Resilience

Our approach to resilience comprises three principal technologies. First, Containment Domains (CDs) are an application-facing resilience technology. Second, we introduce error handling and recovery routines into the communications runtime (GASNet-EX) and clients, e.g. UPC or CAF, to handle errors, and return the system to a consistent global state after an error. Third, we provide low-level state preservation, via node-level checkpoints for the application and runtime to complement their native error-handling routines.

Effective use of CDs requires application and library writers to write application-level error detection, state preservation and fault recovery schemes. For GASNet-EX, we would like mechanisms to identify failed nodes. Although we expect to implement timeout-based failure detection, we would like system-specific RAS function to provide explicit notification of failures and consensus on such failures, as we expect vendor-provided RAS mechanisms to be more efficient, more accurate, and more responsive than a generic timeout-based mechanism. Finally, our resilience schemes depend on fast durable storage for lightweight state preservation. We are designing schemes that use local or peer storage (disk or memory) for high volume (size) state preservation, and in-memory storage for high traffic (IOs) state preservation, we need the hardware to be present. Since our IO bottleneck is largely sequential writes with little or no reuse, almost any form of persistent storage technology is suitable.

Our resilience technologies provide tremendous flexibility in handling faults. In our hybrid user-level and system-level resilience scheme, CDs provide lightweight error recovery that enables the application to isolate the effects of faults to specific portions of the code, thus localizing error recovery. With the use of nesting CDs, an inner CD can decide how to handle an error, or to propagate this error to a parent CD. If no CD handles the error locally, we use a global rollback to hide the fault. With this approach, the use of local CDs for isolated recovery limits the global restart rate

In DEGAS, applications express semantic information required for resilience through the CD API; that's the point of CDs. The CD hierarchy, i.e. boundary and nesting structure, describes the communication dependencies of the application in a way that is not visible to the underlying runtime or communication systems. In contrast, a transparent checkpoint scheme must discover the dependency structure of an application by tracking (or preventing) receive events to construct a valid recovery line. The CD structure makes such schemes unnecessary, as the recovery line is described by the CD hierarchy.

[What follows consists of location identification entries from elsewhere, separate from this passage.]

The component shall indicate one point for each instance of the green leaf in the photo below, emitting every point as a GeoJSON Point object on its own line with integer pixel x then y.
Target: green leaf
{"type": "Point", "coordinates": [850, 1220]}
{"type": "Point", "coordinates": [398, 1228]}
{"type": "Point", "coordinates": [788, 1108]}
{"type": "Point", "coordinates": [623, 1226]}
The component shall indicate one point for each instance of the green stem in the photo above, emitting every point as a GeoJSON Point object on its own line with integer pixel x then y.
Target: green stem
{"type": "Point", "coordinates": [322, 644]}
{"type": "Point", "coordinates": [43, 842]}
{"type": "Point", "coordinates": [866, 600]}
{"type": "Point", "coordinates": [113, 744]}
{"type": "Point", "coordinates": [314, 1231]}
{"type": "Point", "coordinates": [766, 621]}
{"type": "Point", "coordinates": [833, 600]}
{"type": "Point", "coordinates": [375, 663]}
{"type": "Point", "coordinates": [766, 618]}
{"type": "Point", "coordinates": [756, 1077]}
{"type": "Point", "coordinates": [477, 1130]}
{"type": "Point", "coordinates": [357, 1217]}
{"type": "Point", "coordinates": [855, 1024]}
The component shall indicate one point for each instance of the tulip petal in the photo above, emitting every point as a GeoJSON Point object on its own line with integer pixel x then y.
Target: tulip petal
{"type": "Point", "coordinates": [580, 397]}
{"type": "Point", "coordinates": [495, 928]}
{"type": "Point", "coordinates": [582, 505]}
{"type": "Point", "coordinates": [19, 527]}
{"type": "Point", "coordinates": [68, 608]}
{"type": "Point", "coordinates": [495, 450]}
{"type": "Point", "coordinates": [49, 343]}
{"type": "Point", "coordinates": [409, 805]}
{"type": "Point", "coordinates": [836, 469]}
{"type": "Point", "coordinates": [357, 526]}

For applications that do not use CDs, we fall back to a transparent checkpoints. Here, we rely on the runtime to discover communication dependencies, advance the recovery line, and perform rollback propagation as required. One clear opportunity to improve efficiency for resilience is by exploiting the one-sided semantics of UPC to track rollback dependencies. We are starting by calculating message (receive) dependencies inside the runtime, but we are interested in tracking memory (read/write) dependencies as a possible optimization. A second area for improved efficiency is in dynamically adjusting the checkpoint interval (recovery line advance) according to job sizes at runtime. An application running on, 100 k-nodes must checkpoint half as often as one running on 400 k-nodes; for error rates, by tolerating 3/4 of the errors, checkpoint overhead is halved. Such considerations suggest that static (compile-time) resilience policies should be supplemented with runtime policies that take into account the number of nodes, failure (restart) rates, checkpoint times, memory size, etc. to ensure good efficiency.

Fast, durable storage is a key technology for increasing the efficiency of resilience. In DEGAS we are interested in both bulk storage and logging storage. The requirements for these differ slightly, in that we use logging for small high-frequency updates, possibly as much as one log entry per message, but we use the bulk storage for large infrequent updates, as these are used for checkpoints.

We are exploring non-inhibitory consistency algorithms, i.e. algorithms that allow messages to remain outstanding while a recovery line is advanced. We face a challenge right now in that it is difficult to order RDMA operations with respect to other message operations on a given channel. In the worst case, we are required to completely drain network channels, and globally terminate communications in order to establish global consistency, i.e. agreement on which messages have been sent and received. A hardware capability that may prove valuable here are network-level point-to-point fence operations. A similar issue on Infiniband networks is that the current Infiniband driver APIs require us to fully tear down network connections in order to put the hardware into a known physical state with respect to the running application process, i.e. we need to shut down the NIC to ensure that it doesn't modify process memory while we determine local process state. A lightweight method of disabling NIC transfers (mainly RDMA) would eliminate this teardown requirement.